My apparent indifference to Zena's plight made him angrier than ever but as usual he smiled. He leaned back on the sofa and stroked the house-phone as if it was a pet cat. From the street outside there was the growling sound of the long-distance buses that had to turn into a narrow sidestreet to get to the bus terminal. 'I want you to do something,' he said.
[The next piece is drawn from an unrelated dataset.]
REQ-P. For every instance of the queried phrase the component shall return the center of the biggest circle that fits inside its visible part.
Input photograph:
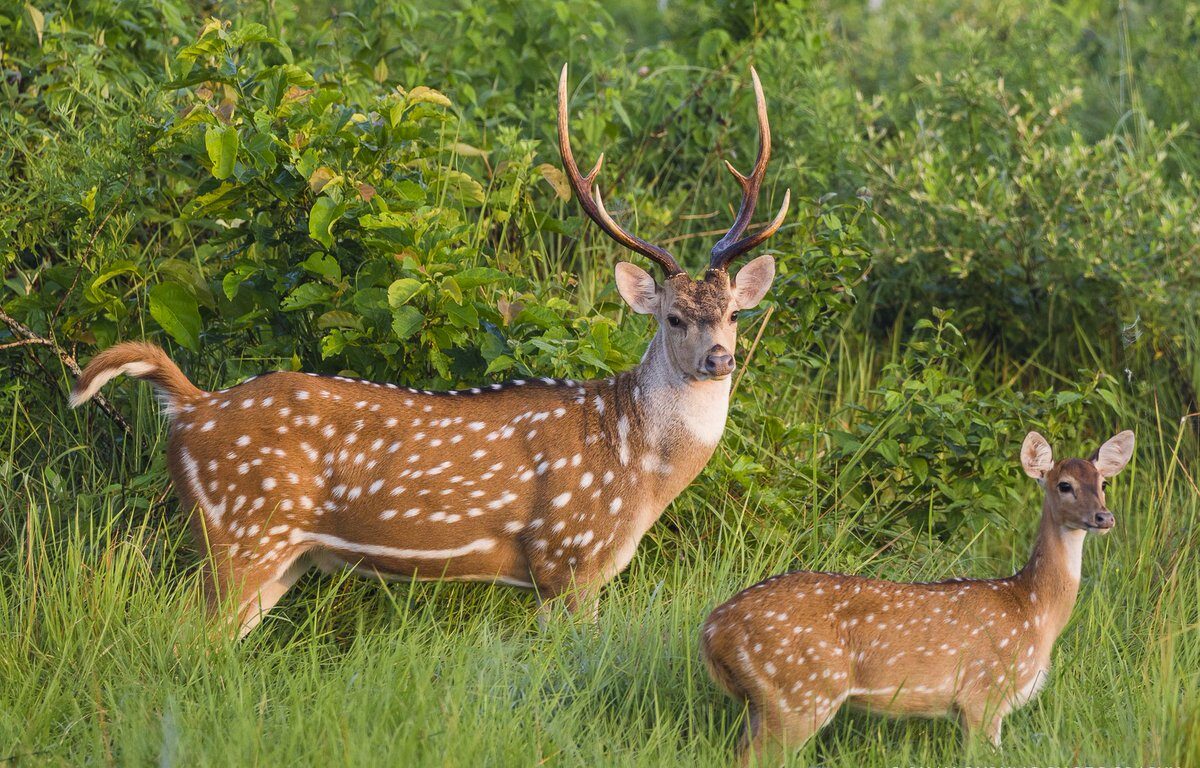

'What do you want me to do?'

'Get her out,' he said. His fingers were twitching on the phone. He reached for the handpiece, called reception and, without asking me what I wanted to eat, told them he wanted the restaurant dinner sent round for us. He spoke rapidly into the phone ordering two portions of the very good salmon mousse and a couple of fillet steaks – one rare and one well done – and whatever went with it. Then he put the phone down, turned and looked at me. 'It's getting late,' he explained, 'the kitchen will close soon.'

I said, 'You don't really want the Department to bring her out, do you? From what you've told me, there's nothing to suggest she's in any kind of danger. I imagine Frank just asked her to make a couple of phone calls, or knock at a door. If I go rushing in to the office demanding a full-scale rescue attempt, everyone will think I've taken leave of my senses. And, quite honestly Werner, it might be putting Zena into a worse position than she is.' What I didn't add was that there was no chance at all that Dicky, or anyone in authority at the office, would countermand Frank's actions on my say-so. It sounded as if Frank had been made 'file officer' and his word would be law.

'How dare Frank ask Zena to help him?' Was that the real focus of Werner's rage: Frank Harrington? They'd never seen eye to eye. Even before Frank stole Werner's wife, he'd eased Werner out of the Berlin Field Unit. Now there was no way to convince Werner that Frank was what he was: a very experienced departmental administrator, and an archetypal 'English gentleman' who not only knew how to attract adventuresome young women but often fell prey to them.

And I could hardly tell Werner that his wife should have learned to stay away from Frank by now. So I said, 'When is she due back?'

'Monday.' He touched his beard. Glenn Gould finished playing but after a couple of clicks Art Tatum started. Werner liked the piano. In the old days he used to play at all the most rowdy Berlin parties. Seeing him now it was difficult to believe the things we had done in Berlin back in those days when we were young.

'She'll be all right,' I said.

Unconvinced by my reassurances he nodded without replying, and studied his glass of mineral water suspiciously before taking a sip of it. We sat for a moment in silence. Then he looked at me, gave me a little shrug and a smile and, noticing that my glass was empty, he got up and went to the refrigerator and brought more wine for me.

I watched him carefully. There was more to it – some other aspect to the story – but I didn't press him for more details. His anger had peaked. It was better for him to simmer down.

There was a tap at the door and – like some sort of well rehearsed cabaret act – a uniformed man from the reception desk helped a restaurant waiter to set up two folding chairs, a folding table, and an array of tableware. There were steaks and some spinach keeping warm on a chafing dish. The portions offish mousse, which the waiter insisted upon showing us, were under the heavy dome-shaped silver covers that are always needed to keep microscopic portions of food from escaping.

It wasn't until they'd gone and we were seated at the table eating the mousse that Werner mentioned Zena again. 'I love her. I can't help that, Bernie.'

'I know, Werner.' The salmon mousse was sinking into a puddle of bright green sauce; a pink, tilted slab with fragments of vegetable looking out of it, like passengers waiting for a rescue boat. I ate it quickly.

'So I worry,' said Werner, and he shrugged in a gesture of resignation. I felt sorry for him. It wasn't easy to imagine being in love with Zena. That some man might murder her, or join the Foreign Legion to escape her, was simple to envisage. But love her: no. 'She's the only woman for me.' He said it defensively, almost apologetically.